ShiruiH / EOWater

A fast way to retrieve water surface area time-series from Sentinel-2 and Landsat in GEE
GNU General Public License v3.0
22 stars 7 forks source link

Prepare scripts for uploading tiles to GEE Assets #7

Open ShiruiH opened 3 months ago

ShiruiH commented 3 months ago

Upload S2 and Landsat tiles to GEE Assets

kvos commented 3 months ago

good idea!

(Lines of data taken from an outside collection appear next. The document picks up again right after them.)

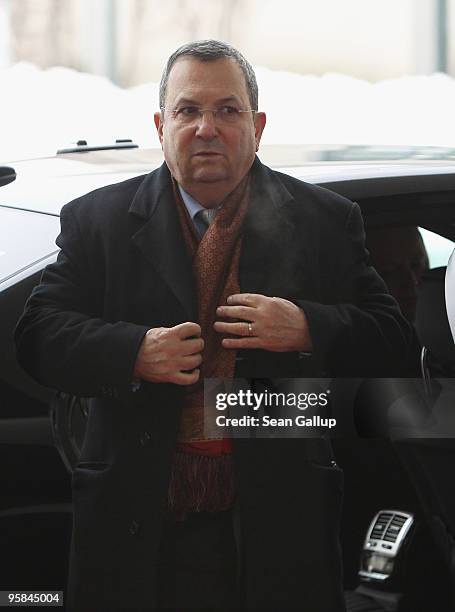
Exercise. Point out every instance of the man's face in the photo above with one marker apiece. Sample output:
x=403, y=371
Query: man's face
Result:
x=208, y=156
x=400, y=257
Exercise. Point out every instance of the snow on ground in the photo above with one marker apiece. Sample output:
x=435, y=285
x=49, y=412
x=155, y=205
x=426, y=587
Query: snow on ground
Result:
x=43, y=110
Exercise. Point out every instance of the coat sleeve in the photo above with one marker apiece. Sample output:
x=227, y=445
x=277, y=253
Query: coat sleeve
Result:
x=365, y=334
x=61, y=339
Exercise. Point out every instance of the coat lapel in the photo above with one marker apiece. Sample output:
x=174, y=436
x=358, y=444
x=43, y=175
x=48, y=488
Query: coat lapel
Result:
x=160, y=238
x=267, y=260
x=268, y=249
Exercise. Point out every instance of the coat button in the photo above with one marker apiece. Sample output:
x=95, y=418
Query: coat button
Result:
x=146, y=438
x=134, y=528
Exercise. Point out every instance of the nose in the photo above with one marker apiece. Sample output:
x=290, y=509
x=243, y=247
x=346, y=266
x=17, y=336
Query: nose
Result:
x=206, y=125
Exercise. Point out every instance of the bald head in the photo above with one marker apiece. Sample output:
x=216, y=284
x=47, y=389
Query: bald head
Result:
x=399, y=255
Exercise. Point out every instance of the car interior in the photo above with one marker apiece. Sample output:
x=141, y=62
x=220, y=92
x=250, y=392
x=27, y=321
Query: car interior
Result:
x=398, y=528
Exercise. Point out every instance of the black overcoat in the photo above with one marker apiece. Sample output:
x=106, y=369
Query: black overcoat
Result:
x=123, y=269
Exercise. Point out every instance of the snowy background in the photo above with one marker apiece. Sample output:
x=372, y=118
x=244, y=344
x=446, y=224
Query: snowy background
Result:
x=46, y=109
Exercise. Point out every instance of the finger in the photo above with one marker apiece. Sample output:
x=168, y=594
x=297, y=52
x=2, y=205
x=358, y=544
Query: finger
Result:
x=190, y=362
x=236, y=329
x=190, y=346
x=238, y=343
x=187, y=330
x=245, y=299
x=186, y=378
x=237, y=312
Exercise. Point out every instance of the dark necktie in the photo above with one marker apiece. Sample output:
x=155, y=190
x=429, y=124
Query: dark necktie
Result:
x=205, y=218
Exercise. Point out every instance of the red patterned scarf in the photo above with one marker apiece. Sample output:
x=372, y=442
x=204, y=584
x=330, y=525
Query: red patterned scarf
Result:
x=202, y=473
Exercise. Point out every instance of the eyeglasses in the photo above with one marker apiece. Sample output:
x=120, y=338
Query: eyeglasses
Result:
x=223, y=115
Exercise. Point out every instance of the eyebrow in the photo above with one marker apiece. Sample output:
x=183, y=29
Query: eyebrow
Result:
x=193, y=102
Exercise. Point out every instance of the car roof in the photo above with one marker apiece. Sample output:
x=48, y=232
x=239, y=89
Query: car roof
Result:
x=30, y=206
x=45, y=185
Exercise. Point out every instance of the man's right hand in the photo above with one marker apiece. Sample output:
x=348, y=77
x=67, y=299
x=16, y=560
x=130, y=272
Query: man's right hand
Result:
x=170, y=354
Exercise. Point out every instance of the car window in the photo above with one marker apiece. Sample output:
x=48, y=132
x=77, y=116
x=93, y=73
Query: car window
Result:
x=439, y=249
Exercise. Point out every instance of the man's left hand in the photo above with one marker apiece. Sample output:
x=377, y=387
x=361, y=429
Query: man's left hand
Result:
x=269, y=323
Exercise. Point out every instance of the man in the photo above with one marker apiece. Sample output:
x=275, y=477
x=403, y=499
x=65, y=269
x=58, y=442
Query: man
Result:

For reading from cloud bucket data, I skipped that part in my PR and in the notebook it's reading local CSV files but here is the way we connect read the files (it's based on a snippet that you sent me a while back).

First, connect to the GCP project (this requires gcloud installed and users to run gcloud auth application-default login to create an Application Default Credentials (ADC).

# library to load cloud bucket
import gcsfs

# create token (based on https://stackoverflow.com/questions/53472429/how-to-get-a-gcp-bearer-token-programmatically-with-python)
import google.auth
import google.auth.transport.requests
creds, project = google.auth.default()
# creds.valid is False, and creds.token is None
# Need to refresh credentials to populate those
auth_req = google.auth.transport.requests.Request()
creds.refresh(auth_req)

Once that is done, reading from the cloud buckets into dataframes :

# mount cloud bucket
fs = gcsfs.GCSFileSystem(project='nsw-dpe-gee-tst',token=creds.token)
location = 'ofs-live-test/test2'
bucket_name = '%s/historical'%location
list_files = fs.ls(bucket_name)
list_files = [_ for _ in list_files if '.csv' in _]
for i,file in enumerate(list_files):
    with fs.open(file,'r') as f:
        df = pd.read_csv(f, parse_dates=['system_time_utc'])
ShiruiH commented 3 months ago

@kvos Thanks for the snippet. I will integrate them into the scripts.

For uploading from local (or maybe VM) to GCS Buckets. We can use gsutil.

ShiruiH commented 2 months ago

Scripts added:

  1. Download_original_tiles_Landsat.js: download Landsat tiles
  2. Download_original_tiles_S2.js: download Sentinel2 tiles
  3. 02_Upload_polygon_mask_to_bucket.ipynb: upload processed tiles from 01_Create_polygon_mask.ipynb to GCS bucket. This script also contains an optional cell to delete all images in the bucket folder for re-upload
  4. 03_Upload_bucket_to_EE_asset.ipynb: upload polygon masks from bucket to GEE Assets with their specified properties
  5. (optional) 04_Reset_EE_asset_collection.ipynb: delete the asset for re-upload

Hi @kvos

I've tested the abovementioned scripts on my local machine. Please go ahead and test them on your side and let me if any amendment needed. Cheers!

kvos commented 2 months ago

@ShiruiH , I tested the Landsat and Sentinel-2 images generated from GEE with notebook 01 and it's all working. I compared the rasters against the vector geometries and the masks from USGS EArth explorer and they are the same. image image

ShiruiH commented 2 months ago

Thanks @kvos! I will close this issue then.